Friday, January 20, 2012

Keep an Eye on the Calendar

Looks like it's not going to be the year of the fairy-tale themed films after all. It was announced yesterday that Bryan Singer's "Jack the Giant Killer" has been moved from June, 2012 to March, 2013. This comes on the heels of the news that Paramount pushed "Hansel and Gretel: Witch Hunters" back from March, 2012 all the way to January, 2013. That's not exactly a vote of confidence for either film. "Jack" supposedly needs more time for special effects, but it's more likely that the studio is wary of putting it out in the middle of a highly competitive summer season, and thinks that it will probably fare better with more breathing room in spring. "Hansel and Gretel," however, is clearly being dumped in the dead zone of January, which suggests the film is a stinker.

Before a single trailer is released, before a marketing campaign begins, or anyone gives an interview, you can usually predict a lot about a film's fortunes from its release date. The biggest moneymakers are released between May and July in the blockbuster season. Second stringers with smaller prospects pepper August, April, and March. More serious prestige pictures come after Labor Day, with a glut of them crammed into the last weeks of December. A few big crowd-pleasers are saved for the holidays, but watch out for stealth stinkers that get unloaded right afterwards. Currently we're in the middle of January, home to low-budget B-movies, wider rollouts for smaller awards contenders, and the leftover studio projects that nobody has much faith in or knows what to do with. How else to explain why Steven Soderbergh's critically praised, star-studded "Haywire," an action film starring newcomer Gina Carano, is being released now instead of as a blockbuster season primer, later in the spring? Or why George Lucas's period passion project "Red Tails" didn't come out in December, in time for awards consideration?

To be fair, there are some films that will pull in a certain audience no matter when they're scheduled, and the studios know that and act accordingly. Independent films are their own universe. Horror movies, low budget action movies, romantic comedies, and cheaper kids' films can come out in November or February without immediately raising eyebrows. After all, something has to play on President's Day weekend, and there's still a perfectly good chance to reap a profit from the less glamorous release dates. In recent years there have been a lot of solid hits that have come out of the traditionally slower winter months, most notably Disney's "Alice in Wonderland," which was released in early March and expected to fizzle quickly, but proceeded to gross over a billion dollars worldwide. Microbudget horror film "The Devil Inside," turned heads recently with an opening weekend of $33 million, the third highest ever for January. Sure, everybody hated it, but it proved there was an audience willing to come out to see that kind of film at that time of the year.

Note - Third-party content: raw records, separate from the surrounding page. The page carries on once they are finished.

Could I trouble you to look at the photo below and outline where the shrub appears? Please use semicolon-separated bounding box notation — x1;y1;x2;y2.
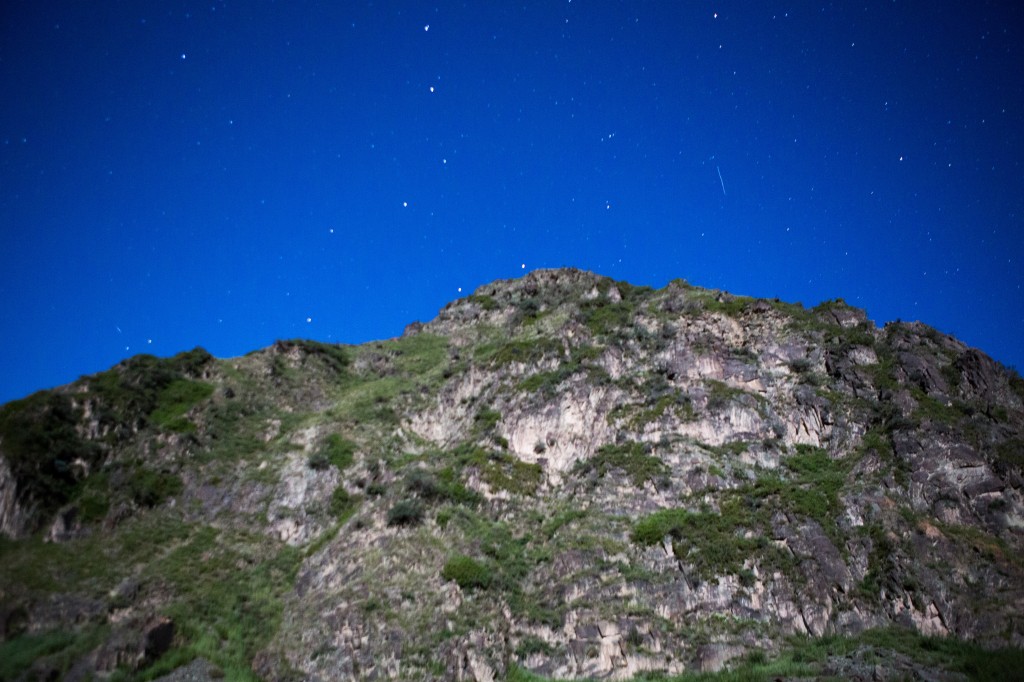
128;467;184;507
150;379;213;433
387;500;423;526
441;554;490;590
331;485;359;520
307;433;356;471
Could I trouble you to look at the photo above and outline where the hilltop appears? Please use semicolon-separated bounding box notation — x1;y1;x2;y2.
0;269;1024;682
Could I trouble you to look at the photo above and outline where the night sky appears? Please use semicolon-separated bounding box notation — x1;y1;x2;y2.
0;0;1024;400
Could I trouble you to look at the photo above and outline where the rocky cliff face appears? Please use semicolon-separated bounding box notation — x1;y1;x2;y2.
0;270;1024;681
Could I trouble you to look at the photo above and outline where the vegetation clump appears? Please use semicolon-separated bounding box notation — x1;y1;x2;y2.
387;499;423;527
307;433;356;471
441;554;490;590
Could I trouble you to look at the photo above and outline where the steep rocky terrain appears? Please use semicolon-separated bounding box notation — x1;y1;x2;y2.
0;269;1024;682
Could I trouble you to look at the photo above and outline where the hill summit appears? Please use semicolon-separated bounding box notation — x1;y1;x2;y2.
0;269;1024;682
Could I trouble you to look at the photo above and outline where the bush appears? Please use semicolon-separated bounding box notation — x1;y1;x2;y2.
128;467;184;507
150;379;213;433
306;433;356;471
578;442;669;487
441;554;490;590
331;485;359;520
387;500;423;526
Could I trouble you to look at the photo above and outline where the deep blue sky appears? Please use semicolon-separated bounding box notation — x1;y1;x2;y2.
0;0;1024;400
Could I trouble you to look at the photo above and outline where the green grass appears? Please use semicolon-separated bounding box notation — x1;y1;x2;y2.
308;433;357;471
144;526;302;680
506;627;1024;682
150;379;213;433
441;554;490;590
439;442;544;495
0;625;109;681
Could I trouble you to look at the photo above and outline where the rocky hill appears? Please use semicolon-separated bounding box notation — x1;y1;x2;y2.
0;269;1024;682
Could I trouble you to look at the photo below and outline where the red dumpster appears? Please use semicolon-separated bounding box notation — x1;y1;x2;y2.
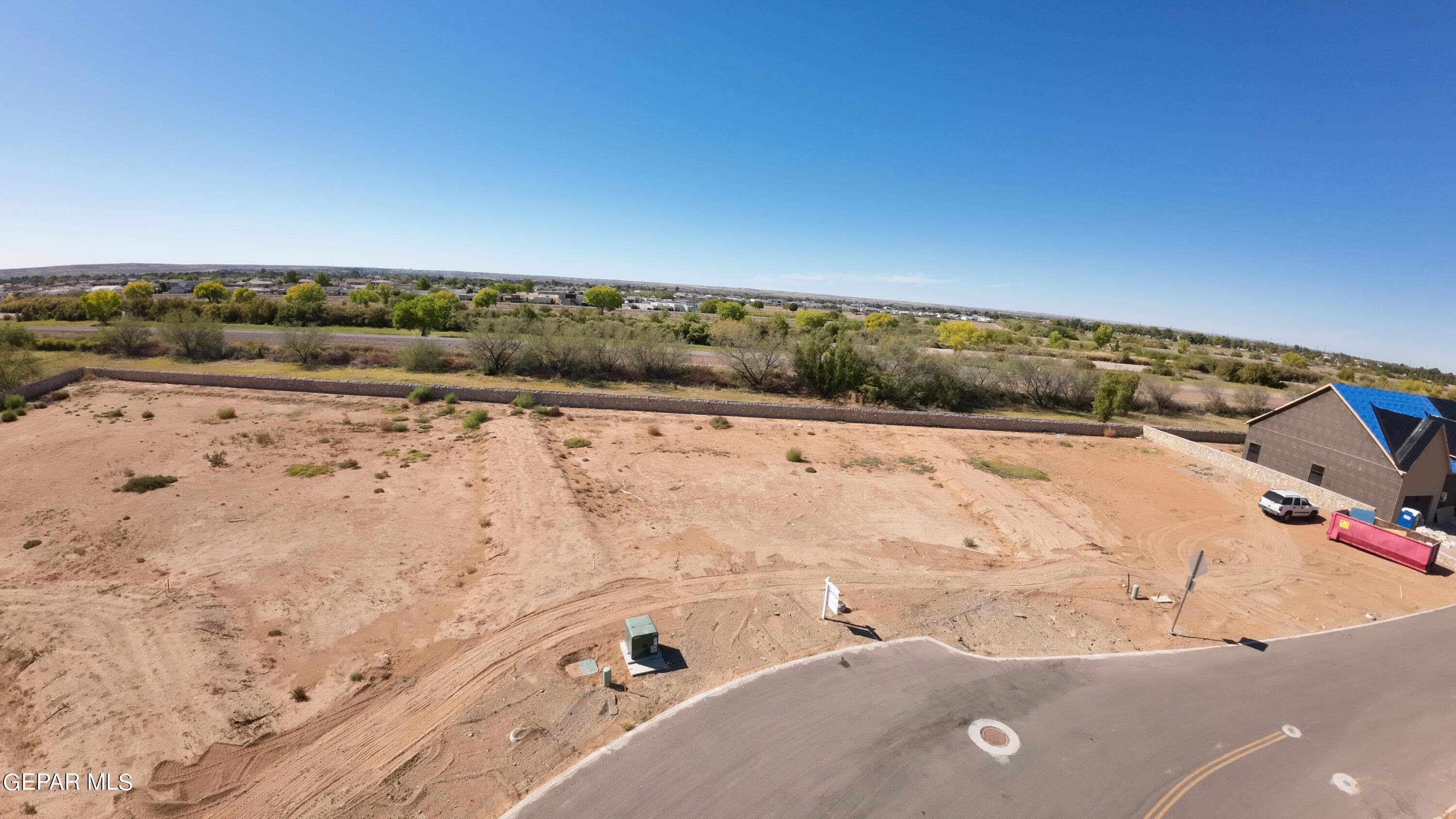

Studios are getting more open minded about scheduling, but that doesn't mean that the biggest, most anticipated films won't always stake out the Memorial Day and July 4th weekends, and that there isn't still a certain stigma attached to the last week of August. So watching where films end up on a studio's release slate, and how they get moved around can tell you a lot about the studio's confidence in a movie. "Wrath of the Titans" was briefly moved up from March 30th to March 23rd, putting it head-to-head with "The Hunger Games." After buzz for "Hunger Games" started to mount, "Titans" went back to March 30th. Now confidence and hype don't translate to quality, especially when you're talking about studio executives trying to maximize profits, but it does give you a good idea of the narrative that they're going to construct to promote and sell the film, and the probable marketing tactics to go along with it. And that's the closest proxy for quality you're ever going to get them to admit.

As we trudge through the quiet movie month of January, the studios have been busy, still finalizing the film calendar for 2012, and strategizing for 2013 and beyond. Most of their maneuvering draws little attention, because release dates are usually worked out years in advance for the bigger movies, and the ones that are released more quickly into theaters aren't on the average moviegoer's radar. But everything hinges on the opening weekend, and it's important to take notice when moves are announced. They might indicate a whole lot more than just the post-production running late.